The Government published the General Scheme of the Protected Disclosures (Amendment) Bill 2021 in July.
The Bill aims to transpose into Irish law the EU Whistleblowing Directive 2019 which seeks to harmonise whistleblowing standards and protection in Europe.
Since 2014, all public sector organisations, regardless of size, were required to have formal protected disclosures procedures in place under the Protected Disclosures Act 2014.
With the EU Whistleblowing Directive, there is now an obligation on all private sector organisations with 50 or more employees to establish formal channels and procedures for their employees to make protected disclosures.
This must be put in place by 17th December 2021 for organisations of 250 employees or more, and by 17th December 2023 for organisations with between 50 and 249 employees.
The new EU Whistleblowing Directive and the new Bill will further enhance the whistleblowers legislation and practices in Ireland.
What are some of the key new updates contained in the Bill?
The extension of the personal scope of the Protected Disclosures Act to volunteers, unpaid trainees, board members, shareholders, and job applicants.
Acknowledge, Follow-Up and Feedback
Employers and prescribed persons designated to receive protected disclosures under the Act will be obliged to:
- Acknowledge receipt of the protected disclosure within 7 days;
- Follow-up diligently on the information contained in the protected disclosure; and
- Provide feedback to the reporting person on the actions taken or envisaged to be taken as follow-up within 3 months.

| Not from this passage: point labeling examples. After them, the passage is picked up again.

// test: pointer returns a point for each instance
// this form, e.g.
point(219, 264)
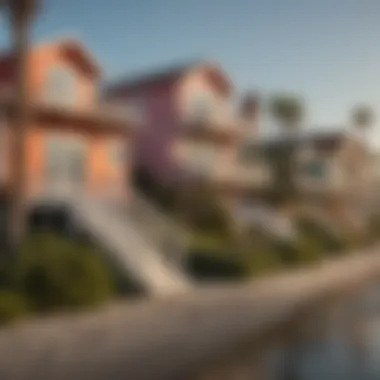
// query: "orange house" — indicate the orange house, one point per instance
point(74, 143)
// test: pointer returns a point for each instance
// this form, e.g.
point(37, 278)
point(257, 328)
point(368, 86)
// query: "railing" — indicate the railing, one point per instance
point(244, 332)
point(164, 233)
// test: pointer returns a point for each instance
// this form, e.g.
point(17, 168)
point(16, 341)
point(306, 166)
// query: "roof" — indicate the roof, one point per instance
point(316, 136)
point(69, 43)
point(152, 76)
point(73, 44)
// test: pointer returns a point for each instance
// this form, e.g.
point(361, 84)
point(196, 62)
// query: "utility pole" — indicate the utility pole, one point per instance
point(20, 13)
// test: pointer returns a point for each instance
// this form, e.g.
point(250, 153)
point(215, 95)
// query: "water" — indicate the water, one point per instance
point(348, 348)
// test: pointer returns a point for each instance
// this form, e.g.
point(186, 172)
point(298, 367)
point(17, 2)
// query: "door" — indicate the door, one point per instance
point(66, 165)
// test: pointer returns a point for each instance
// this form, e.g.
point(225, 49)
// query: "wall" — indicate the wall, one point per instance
point(223, 154)
point(155, 135)
point(45, 58)
point(103, 176)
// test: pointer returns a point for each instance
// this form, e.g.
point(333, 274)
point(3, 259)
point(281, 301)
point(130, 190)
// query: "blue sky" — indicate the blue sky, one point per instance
point(325, 50)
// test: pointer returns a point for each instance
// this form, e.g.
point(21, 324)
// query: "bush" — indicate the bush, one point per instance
point(13, 306)
point(326, 240)
point(54, 273)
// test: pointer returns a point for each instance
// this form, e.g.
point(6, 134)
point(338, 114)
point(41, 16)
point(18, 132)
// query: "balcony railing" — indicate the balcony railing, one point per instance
point(217, 123)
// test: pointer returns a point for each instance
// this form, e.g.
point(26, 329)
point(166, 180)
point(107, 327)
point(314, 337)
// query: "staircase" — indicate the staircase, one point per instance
point(138, 255)
point(165, 234)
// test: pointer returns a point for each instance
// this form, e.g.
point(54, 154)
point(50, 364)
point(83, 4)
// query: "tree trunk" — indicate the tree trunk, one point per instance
point(17, 222)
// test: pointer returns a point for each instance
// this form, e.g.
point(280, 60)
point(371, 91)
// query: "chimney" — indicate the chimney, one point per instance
point(249, 111)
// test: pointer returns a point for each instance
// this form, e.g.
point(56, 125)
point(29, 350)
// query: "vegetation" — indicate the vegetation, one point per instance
point(289, 111)
point(55, 274)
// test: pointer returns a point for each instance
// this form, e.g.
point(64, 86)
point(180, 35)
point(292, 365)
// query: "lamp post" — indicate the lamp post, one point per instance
point(20, 13)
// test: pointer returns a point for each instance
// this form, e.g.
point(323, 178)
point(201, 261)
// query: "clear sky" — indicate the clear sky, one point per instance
point(325, 50)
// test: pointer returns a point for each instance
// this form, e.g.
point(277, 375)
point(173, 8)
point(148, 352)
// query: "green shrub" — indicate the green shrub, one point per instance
point(205, 265)
point(55, 273)
point(13, 306)
point(326, 241)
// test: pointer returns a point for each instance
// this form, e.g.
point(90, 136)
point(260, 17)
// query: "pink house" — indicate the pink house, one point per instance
point(189, 127)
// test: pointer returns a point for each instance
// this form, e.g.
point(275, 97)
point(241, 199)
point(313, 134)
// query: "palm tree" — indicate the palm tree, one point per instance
point(288, 111)
point(20, 14)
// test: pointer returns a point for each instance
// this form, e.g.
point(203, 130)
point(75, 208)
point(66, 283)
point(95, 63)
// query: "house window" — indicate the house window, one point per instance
point(201, 104)
point(136, 108)
point(315, 169)
point(61, 87)
point(118, 153)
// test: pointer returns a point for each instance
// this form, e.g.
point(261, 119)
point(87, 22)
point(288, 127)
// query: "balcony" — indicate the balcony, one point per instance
point(217, 125)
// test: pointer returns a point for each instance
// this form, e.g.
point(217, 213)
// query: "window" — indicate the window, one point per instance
point(61, 87)
point(315, 169)
point(203, 157)
point(136, 108)
point(118, 153)
point(201, 104)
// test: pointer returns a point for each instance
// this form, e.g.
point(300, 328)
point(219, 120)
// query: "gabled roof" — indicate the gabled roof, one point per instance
point(71, 46)
point(152, 76)
point(74, 47)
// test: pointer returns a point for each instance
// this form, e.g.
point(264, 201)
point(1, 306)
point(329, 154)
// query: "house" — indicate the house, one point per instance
point(332, 171)
point(190, 130)
point(75, 143)
point(78, 159)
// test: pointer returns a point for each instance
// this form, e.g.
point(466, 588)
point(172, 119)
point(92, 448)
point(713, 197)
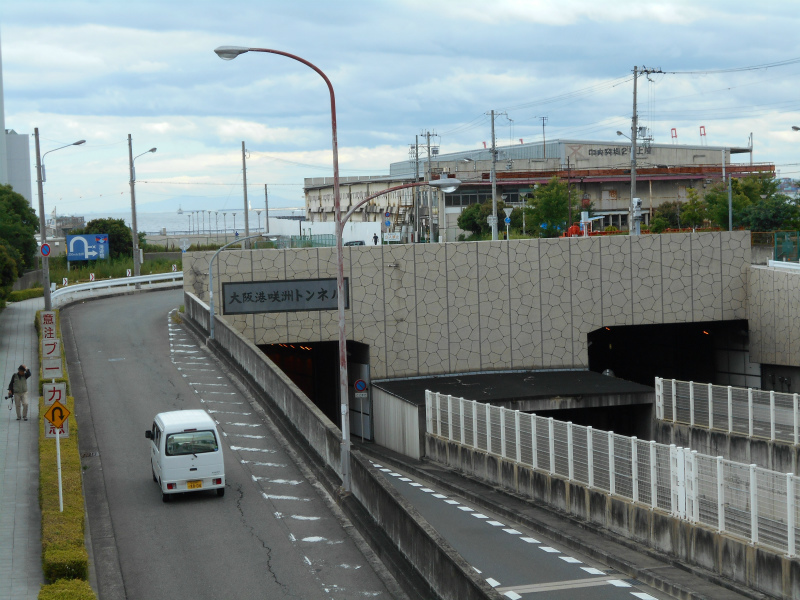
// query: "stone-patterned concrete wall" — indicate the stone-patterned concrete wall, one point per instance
point(525, 304)
point(774, 309)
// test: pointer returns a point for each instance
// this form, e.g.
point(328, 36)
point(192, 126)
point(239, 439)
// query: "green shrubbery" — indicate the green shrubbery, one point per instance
point(65, 561)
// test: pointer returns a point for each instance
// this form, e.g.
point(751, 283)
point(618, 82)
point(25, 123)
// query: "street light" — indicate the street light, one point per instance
point(134, 230)
point(229, 53)
point(40, 177)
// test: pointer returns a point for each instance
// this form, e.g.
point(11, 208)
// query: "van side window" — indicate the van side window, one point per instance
point(191, 442)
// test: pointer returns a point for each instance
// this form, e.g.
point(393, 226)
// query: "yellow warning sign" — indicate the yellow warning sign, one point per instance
point(57, 414)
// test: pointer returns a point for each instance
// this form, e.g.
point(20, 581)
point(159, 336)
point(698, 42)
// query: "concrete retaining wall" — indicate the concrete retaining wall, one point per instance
point(447, 574)
point(758, 568)
point(776, 456)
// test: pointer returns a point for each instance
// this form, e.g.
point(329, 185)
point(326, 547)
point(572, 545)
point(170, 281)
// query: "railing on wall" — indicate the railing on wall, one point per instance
point(746, 501)
point(755, 413)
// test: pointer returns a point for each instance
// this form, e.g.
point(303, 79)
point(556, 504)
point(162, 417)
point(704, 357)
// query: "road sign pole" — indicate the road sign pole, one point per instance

Protected Disclosures Office
A Protected Disclosures Office will be established within the Office of the Ombudsman, which will:
- Receive and redirect, as appropriate, protected disclosures made to prescribed persons under section 7 of the 2014 Act;
- Support Ministers who receive protected disclosures under section 8 of the 2014 Act by carrying out an initial assessment of the disclosure and making recommendations as regards actions for follow-up; and
- In cases where there is no alternative suitable authority follow-up directly on disclosures referred to the office.
Burden of Proof
There is a reversal of the burden of proof in cases concerning penalisation of whistleblowers at the WRC and the courts. This means that it will be assumed that the alleged penalisation has occurred because of the worker making a protected disclosure and it will be the responsibility of the employer to prove otherwise i.e. the burden of proof will be on the employer.
“Relevant wrongdoing” is being widened to include breaches of EU law in certain areas such as financial services, product safety, food safety and public health.
Personal and interpersonal grievances are specifically excluded, and these should be raised through the grievance or respect and dignity at work procedure.
Penalisation is being expanded to include acts such as a negative performance assessment or employment reference and a psychiatric or medical referral.
There will be no requirement for employers to progress anonymous protected disclosures.
Next Steps / Deadlines
The EU Whistleblowers Directive and the transposition of it into Irish law will require organisations to update their existing policies and procedures and, for those private sector organisations with 250 or more employees that now are covered under the law, to create new protected disclosures policies and procedures and channels for reporting, assessing, investigating, giving feedback etc. by 17th December 2021.